Algumas conclusões podem tirar-se do "Sagres Porto Sounds" de sábado para domingo o vermelho promete ser uma das cores da moda de Outono; o hip hop e o rock são pratos para famílias; e o anfiteatro da meia colina do Parque da Cidade, no Porto - a lembrar muito o recinto do festival de Paredes de Coura - nasceu para palco de concertos medianamente populosos. Como para as 15 mil pessoas que a organização, uma parceria entre a Câmara Municipal do Porto e a Sagres, calculou ter beneficiado da entrada livre do evento, que começou às 16 horas de sábado e entrou pela madrugada de domingo.
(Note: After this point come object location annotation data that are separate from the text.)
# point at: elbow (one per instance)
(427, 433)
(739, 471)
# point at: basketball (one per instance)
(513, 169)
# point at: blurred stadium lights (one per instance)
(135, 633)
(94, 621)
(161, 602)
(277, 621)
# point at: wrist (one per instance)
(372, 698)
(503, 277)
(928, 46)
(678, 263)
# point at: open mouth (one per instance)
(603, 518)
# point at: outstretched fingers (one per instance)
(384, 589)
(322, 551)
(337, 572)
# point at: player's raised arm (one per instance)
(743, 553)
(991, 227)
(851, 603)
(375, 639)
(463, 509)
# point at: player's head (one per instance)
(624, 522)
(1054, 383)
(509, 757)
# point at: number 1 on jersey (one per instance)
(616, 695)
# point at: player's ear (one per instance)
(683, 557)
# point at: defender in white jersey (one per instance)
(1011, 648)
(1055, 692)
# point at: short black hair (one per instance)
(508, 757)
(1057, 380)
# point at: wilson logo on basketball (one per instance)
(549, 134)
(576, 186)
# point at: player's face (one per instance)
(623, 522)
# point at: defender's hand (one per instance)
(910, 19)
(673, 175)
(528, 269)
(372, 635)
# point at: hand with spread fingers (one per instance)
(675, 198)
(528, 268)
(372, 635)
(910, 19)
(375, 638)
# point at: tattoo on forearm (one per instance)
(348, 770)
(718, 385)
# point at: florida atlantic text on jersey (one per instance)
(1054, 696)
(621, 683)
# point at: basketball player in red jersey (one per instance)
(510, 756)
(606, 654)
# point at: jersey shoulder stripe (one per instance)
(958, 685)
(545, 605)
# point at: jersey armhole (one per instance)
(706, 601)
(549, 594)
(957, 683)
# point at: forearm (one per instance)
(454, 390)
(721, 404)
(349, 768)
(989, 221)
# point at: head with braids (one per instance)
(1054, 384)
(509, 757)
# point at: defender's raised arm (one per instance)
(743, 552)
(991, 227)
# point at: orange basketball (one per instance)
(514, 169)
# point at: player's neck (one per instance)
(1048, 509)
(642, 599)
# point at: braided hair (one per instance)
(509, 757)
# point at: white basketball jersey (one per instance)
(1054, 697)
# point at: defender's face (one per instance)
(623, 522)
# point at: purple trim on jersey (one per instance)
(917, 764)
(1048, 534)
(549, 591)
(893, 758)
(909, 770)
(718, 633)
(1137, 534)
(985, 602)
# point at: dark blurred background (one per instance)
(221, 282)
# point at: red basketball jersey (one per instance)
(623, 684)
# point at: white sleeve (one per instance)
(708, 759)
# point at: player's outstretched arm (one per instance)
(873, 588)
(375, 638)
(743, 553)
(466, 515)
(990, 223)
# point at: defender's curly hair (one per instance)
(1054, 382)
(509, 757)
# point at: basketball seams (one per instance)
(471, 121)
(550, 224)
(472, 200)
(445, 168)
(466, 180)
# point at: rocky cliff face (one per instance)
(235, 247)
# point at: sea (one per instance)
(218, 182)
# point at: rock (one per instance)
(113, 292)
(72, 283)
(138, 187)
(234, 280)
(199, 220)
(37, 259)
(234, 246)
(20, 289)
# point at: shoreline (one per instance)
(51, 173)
Os cabeças-de-cartaz da noite - Expensive Soul, Táxi e Xutos & Pontapés, por esta ordem -, foram, como se esperava, os principais causadores da cheia humana. A noite amena, pedindo apenas um agasalho que nem foi vestido por muitos dos corpos rendidos ao ritmo do cartaz, terá fornecido mais um argumento a favor. Mas a borla da entrada foi decisiva para o ambiente familiar e menos especializado em termos de público que se viveu.
Famílias inteiras, com pais e filhos, muitas crianças, muitos grupos de adolescentes formaram uma audiência heterogénea à vista, mas sintonizada no usufruto da música, que arrancou às 16 horas, com actuações da Orquestra Ligeira do Exército e o Grupo de Jazz do Porto Sounds.
Fazendo as contas, valia a pena trocar a melancolia enevoada da calçada da Foz por um jantar nas mesas do recinto. Por cerca de sete euros, comia-se uma sande, tomava-se uma bebida, rematava-se com uma sobremesa de pipocas, algodão doce ou gelado e ainda sobrava para a aquisição de um cilindro colorido, vendido a um euro, que fez a alegria de muitas crianças durante os espectáculos. Os Expensive Soul, banda de Leça da Palmeira produtora de um hip hop colorido e de fácil empatia em ascensão de carreira, arrancou a noite. E foi uma sacudidela enérgica. Os adolescentes que preencheram a multidão da frente não deixaram os Expensive Soul ficar mal, mas os dois êxitos mais badalados na rádio, "Eu não sei" e "Brilho", foram as maiores pílulas do entusiasmo. E foi num desses momentos - haveria mais - em que a configuração do espaço se revelou certeira para o fim daquela noite.
A circulação era fluída e facilmente se descia do topo da colina, de onde se avistava o lago que reflectia a luz do enorme balão vermelho promocional, até à borda do palco para apreender mais detalhes do que os fornecidos pelos dois ecrãs, um de cada lado da estrutura em concha. Para cansaços, ali estava a relva. E sentado nela conseguia-se razoável visibilidade.